3 school-age girls hold a sign that reads SITES Spanish in the Elementary Schools
Photo credit: Kim Faber

This year marked the 10-year anniversary of the early language learning program Spanish in the Elementary Schools (Oberlin SITES), founded and run by Kim Faber, program director. To celebrate, Faber organized an education symposium, titled Language, Power, and Education, featuring a series of events and panel discussions surrounding the topic of education, simultaneously highlighting the kickoff of the new Education Studies Concentration.

While the entire symposium discussed education in various contexts, the event that honored SITES’s anniversary in particular was a panel called Alumni in Education, in which nine Oberlin College alumni of the SITES program discussed their experiences and education at Oberlin and the careers that followed. “It has been interesting to see where their lives took them,” Faber says.
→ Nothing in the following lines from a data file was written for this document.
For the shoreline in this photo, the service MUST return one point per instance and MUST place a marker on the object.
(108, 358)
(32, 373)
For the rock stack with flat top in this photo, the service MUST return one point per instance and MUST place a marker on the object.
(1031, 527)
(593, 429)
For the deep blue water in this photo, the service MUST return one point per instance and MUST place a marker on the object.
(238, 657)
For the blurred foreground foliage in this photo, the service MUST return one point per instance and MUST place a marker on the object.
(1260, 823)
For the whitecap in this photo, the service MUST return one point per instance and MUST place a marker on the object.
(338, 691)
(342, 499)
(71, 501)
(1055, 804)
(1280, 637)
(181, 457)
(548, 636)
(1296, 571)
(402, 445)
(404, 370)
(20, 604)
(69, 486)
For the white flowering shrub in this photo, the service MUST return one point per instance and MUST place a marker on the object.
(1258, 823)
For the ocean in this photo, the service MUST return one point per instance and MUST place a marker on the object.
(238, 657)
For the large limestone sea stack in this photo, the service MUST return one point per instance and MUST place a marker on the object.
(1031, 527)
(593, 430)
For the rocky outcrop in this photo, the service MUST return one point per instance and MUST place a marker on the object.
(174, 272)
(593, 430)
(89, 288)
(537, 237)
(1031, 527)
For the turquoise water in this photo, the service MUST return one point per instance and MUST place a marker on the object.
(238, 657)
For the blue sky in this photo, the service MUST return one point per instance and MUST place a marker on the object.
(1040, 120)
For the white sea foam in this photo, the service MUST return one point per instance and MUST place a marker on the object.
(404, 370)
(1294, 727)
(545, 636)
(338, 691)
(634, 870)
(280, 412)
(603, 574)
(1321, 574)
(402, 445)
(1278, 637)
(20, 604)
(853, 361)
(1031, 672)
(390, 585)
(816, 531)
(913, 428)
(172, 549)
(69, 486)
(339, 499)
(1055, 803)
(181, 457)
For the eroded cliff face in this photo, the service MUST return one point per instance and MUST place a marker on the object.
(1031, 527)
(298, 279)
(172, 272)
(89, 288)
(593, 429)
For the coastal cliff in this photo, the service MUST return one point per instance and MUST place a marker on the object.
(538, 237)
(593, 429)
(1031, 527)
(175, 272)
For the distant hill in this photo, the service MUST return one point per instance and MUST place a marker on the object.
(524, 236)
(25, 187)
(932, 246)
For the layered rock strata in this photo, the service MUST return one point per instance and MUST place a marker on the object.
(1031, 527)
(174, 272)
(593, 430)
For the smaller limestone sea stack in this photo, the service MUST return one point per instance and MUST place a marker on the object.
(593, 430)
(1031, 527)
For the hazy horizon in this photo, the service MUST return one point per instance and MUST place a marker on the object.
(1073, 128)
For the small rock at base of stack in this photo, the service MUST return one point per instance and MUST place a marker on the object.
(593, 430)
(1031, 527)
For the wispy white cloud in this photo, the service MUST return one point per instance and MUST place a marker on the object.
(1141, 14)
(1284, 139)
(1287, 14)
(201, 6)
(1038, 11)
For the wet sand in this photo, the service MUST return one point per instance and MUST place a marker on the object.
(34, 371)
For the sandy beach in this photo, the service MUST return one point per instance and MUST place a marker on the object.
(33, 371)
The panel was followed by breakout sessions and an alumni-student networking session sponsored by the Career Center that allowed current students to have smaller group discussions with an individual alum. “It was good for students to see a lineup of options. I think they appreciated that.”
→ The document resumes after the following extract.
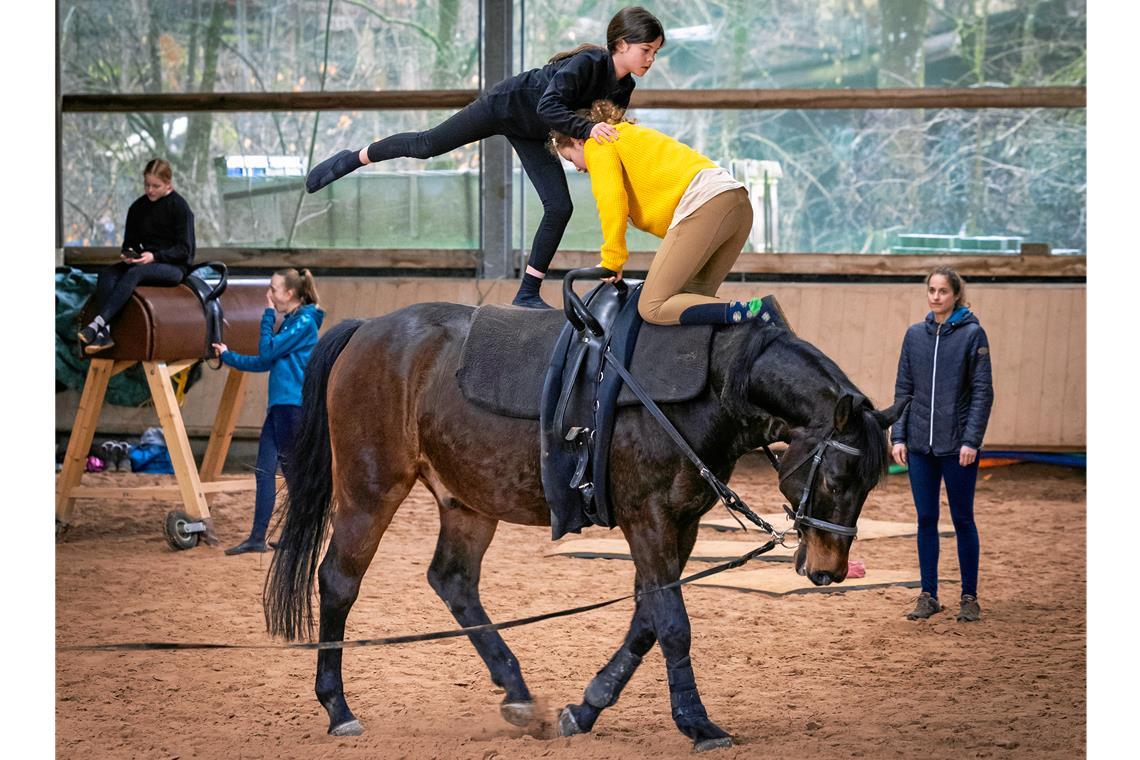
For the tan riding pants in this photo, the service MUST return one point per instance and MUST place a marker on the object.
(695, 256)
The idea came to Faber during Commencement/Reunion Weekend 2014 when she was talking to SITES alumni who were visiting campus. They suggested she enlist alumni of the program to talk about education with current students, commemorating the program’s anniversary and sparking a discussion in the process.

Faber founded the SITES program after discovering that there was no language learning program in the Oberlin City Schools until the high school level. At the time, her son was entering kindergarten. To rectify the situation, she started a community-based service learning course in which students taking her Linguistics for Language Students course—already interested in teaching languages—could get college credit and teaching experience, while providing language classes to kids in the city schools. Her initial support was limited to a small grant from the Bonner Center for Service and Learning.

After surveying the community, Faber discovered that Spanish was the most popular foreign language choice. Swearing to “underpromise and overdeliver,” in 2005 Faber began training 16 college students to teach one class per week for 10 weeks each semester in four kindergarten and four third-grade classrooms at Eastwood and Prospect Elementary Schools. The next year, Faber expanded the program to include all kindergarten through fifth-grade classrooms, more than tripling the number of required college students from 16 to 54. Faber says she was worried at first that they would not get enough volunteers, but 65 students signed up. Fears assuaged, she was able to place teachers in not just elementary school classrooms but preschool classrooms as well.

SITES gives students teaching experience in all three sectors of mainstream educational philosophy: integrative learning, where students connect and combine what they have learned from multiple classes; reflective learning, where they think about and explain what they are learning and how; and active learning, where they put into practice the theories they have learned. Professor of Hispanic Studies Sebastiaan Faber says, “The unusual thing is that there are these buzzwords, but you can see from SITES how it works: Students come out of the program with a much clearer sense of how all of this hangs together, with a real practical set of skills that students don’t always have.”

Elementary school students receive 30 minutes of Spanish instruction twice a week during the school year. SITES teachers specialize their lesson plans and teaching methods for the grade they are working with that semester so that students are more engaged with what they’re learning. This means “we talk a lot about teeth and blood because their teeth are always falling out and they always have a Band-Aid on. Instantly they say, ‘I’m with you. You’re talking about me and my teeth,’” Kim Faber says, laughing.

The SITES program not only benefits elementary school students and college students aspiring to be teachers, but it has also affected the school system, allowing Oberlin City Schools to become the first K-12 International Baccalaureate (IB) district in Ohio, and paving the way for a structural integration of language teaching across all grades. Starting next year, students in first through fifth grade will be taught by a certified teacher with IB training. SITES instructors, meanwhile, will continue to teach Spanish in kindergarten, first and second grade, as they work closely with the Oberlin City Schools to support language learning at all grade levels.

“It’s been a powerful 10 years. I’m excited to see what happens next,” Kim Faber says. “I’ve learned a ton and the students have, too. It’s a safe playground. Obies love being creative and sometimes we, as educators, need to get out of their way and let them learn by doing. SITES is a really great place for that.”